Theresa May’s attempt to gain a hard Brexit mandate backfired in last week’s election resulting in the Conservatives losing their majority and having to try to forge an alliance with the Democratic Unionist Party (DUP).
An alliance with the DUP raises huge concerns about what deal they might hope to strike given their stance on equality issues. Their track record on issues such as LGBT rights, gay marriage and abortion are already being raised by Conservative party members. Ruth Davidson, the openly gay leader of the Scottish Conservatives, sought personal assurances from Ms May that the Tories’ commitment to gay rights would not be influenced by its dependence on the DUP.
Meanwhile, Labour achieved their greatest increase in the share of the vote since 1945 under Clement Attlee, after a campaign by Jeremy Corbyn that is felt across all parties to have exceeded expectations. Many of his policies were reminiscent of Attlee’s aims to create a more equal society and he successfully harnessed the aspirations of younger voters.
The Labour Party’s policies includes action to secure an equal society by ensuring that the human rights of all citizens are respected and all are protected from discrimination and prejudice. This covers tackling violence against women and girls, racism and discrimination on the basis of faith, and securing equality for LGBT and disabled people.
Labour’s manifesto also stated their intention to defend the Human Rights Act and guarantee full rights for EU citizens living and working in Britain – and to prevent these issues being used as pawns in Brexit negotiations.
There is concern as to what sort of deal Theresa May will have to strike to stay in power. There is a clear conflict between the parties’ interests in what should be sought from Brexit deal, given Irish dependence on Europe and a “soft” internal border. This is clearly at odds with a “hard” Brexit that demands an end to freedom of movement.
In contrast, Jeremy Corbyn pledged to bring in economic policies ensuring full employment for all throughout the UK and securing the rights of EU workers.
There is no doubt that his policies were extremely attractive to the young, many of whom registered to vote for the first time. They are rightly concerned about rising tuition fees and less rights in the workplace than ever before.
We must remember that this government did more to weaken employees’ bargaining power than any other government.
Since the Tories came to power in 2010, after forming a coalition government with the Liberal Democrats, we have seen a huge erosion in workers’ rights.
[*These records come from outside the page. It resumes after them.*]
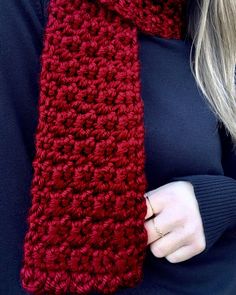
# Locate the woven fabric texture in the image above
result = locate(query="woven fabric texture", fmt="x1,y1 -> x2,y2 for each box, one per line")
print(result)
21,0 -> 184,295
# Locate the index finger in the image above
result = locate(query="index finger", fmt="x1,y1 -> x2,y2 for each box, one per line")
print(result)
144,190 -> 163,220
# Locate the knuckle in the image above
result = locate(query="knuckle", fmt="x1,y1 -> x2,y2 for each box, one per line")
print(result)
166,254 -> 178,263
150,244 -> 164,258
195,239 -> 206,252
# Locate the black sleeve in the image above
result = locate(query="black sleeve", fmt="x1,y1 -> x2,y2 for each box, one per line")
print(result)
172,127 -> 236,252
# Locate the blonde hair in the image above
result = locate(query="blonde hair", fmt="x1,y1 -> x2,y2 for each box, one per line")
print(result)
188,0 -> 236,148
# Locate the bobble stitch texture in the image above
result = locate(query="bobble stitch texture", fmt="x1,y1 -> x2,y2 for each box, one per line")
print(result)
21,0 -> 186,295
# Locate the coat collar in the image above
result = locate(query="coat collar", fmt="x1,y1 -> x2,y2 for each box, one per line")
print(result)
97,0 -> 187,39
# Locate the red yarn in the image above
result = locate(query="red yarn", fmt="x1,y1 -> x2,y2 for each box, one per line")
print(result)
21,0 -> 184,295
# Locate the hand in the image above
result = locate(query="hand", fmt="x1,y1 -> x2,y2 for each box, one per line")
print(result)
145,181 -> 206,263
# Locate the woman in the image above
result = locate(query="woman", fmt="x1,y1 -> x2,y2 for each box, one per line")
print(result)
1,0 -> 236,295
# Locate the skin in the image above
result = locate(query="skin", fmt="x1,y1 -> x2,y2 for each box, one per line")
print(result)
145,181 -> 206,263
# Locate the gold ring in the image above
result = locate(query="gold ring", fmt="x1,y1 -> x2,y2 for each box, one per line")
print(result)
152,218 -> 164,238
144,193 -> 156,215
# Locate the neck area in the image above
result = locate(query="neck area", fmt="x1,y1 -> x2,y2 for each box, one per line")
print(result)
97,0 -> 187,39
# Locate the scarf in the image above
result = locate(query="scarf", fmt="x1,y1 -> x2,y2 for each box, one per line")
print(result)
20,0 -> 186,295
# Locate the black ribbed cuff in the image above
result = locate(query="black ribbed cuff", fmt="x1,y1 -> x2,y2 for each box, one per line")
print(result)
171,175 -> 236,252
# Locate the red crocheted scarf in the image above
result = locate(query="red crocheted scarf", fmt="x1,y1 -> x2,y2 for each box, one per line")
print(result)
21,0 -> 185,295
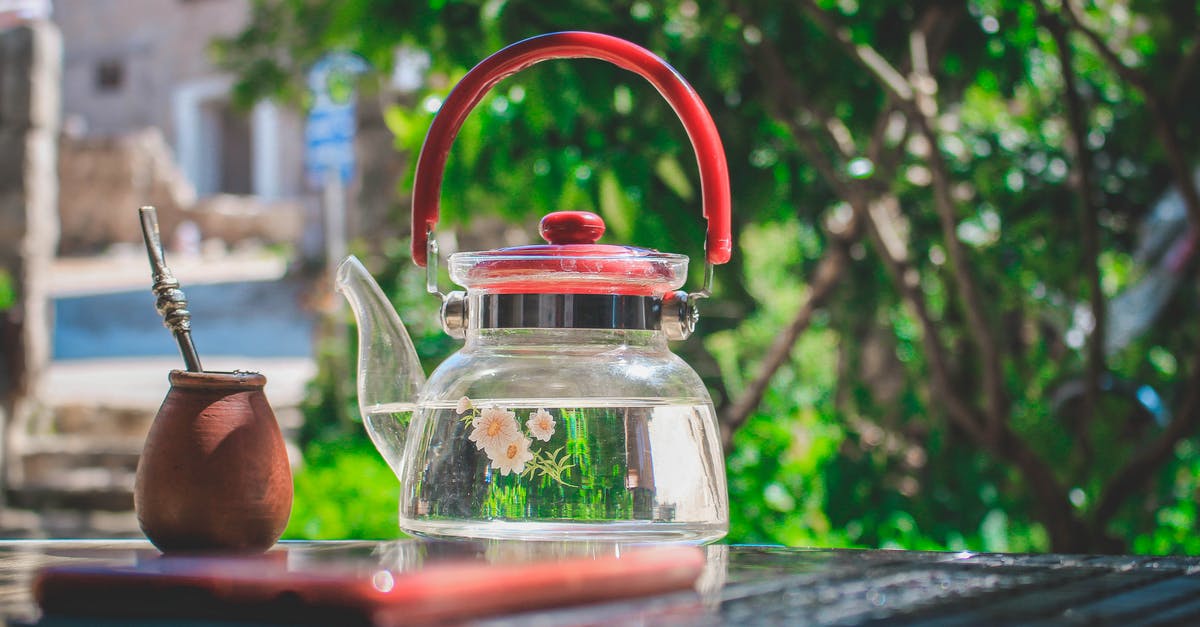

These include:
- Increasing the length of service required for a worker to be able to bring an unfair dismissal claim from one to two years
- The introduction of Tribunal Fees in order to bring claims
- A cap on compensation of one year’s gross salary
- The rise in unpaid internships and zero hour contracts
Our employment law team have seen first-hand how these policies have negatively impacted on our clients. We have seen a dramatic increase in discrimination claims, particularly pregnancy and maternity discrimination, but this has been accompanied by a drastic 65% drop in Employment Tribunal claims due to the introduction of Tribunal fees.
The fact that a much larger electorate came out to vote, many of whom embraced a manifesto that promotes equality in the workplace and society as a whole is to be welcomed.
Having in the pre-election received feedback from a Daily Mail reader that I was an “arrogant, liberal, gay-loving Brightonite” (interview ITV Meridian News) as I opposed Brexit, these election results signal that people do want a fairer society. A hung parliament means that the government will have no choice but to consult on the terms on which we Brexit or even if we Brexit at all.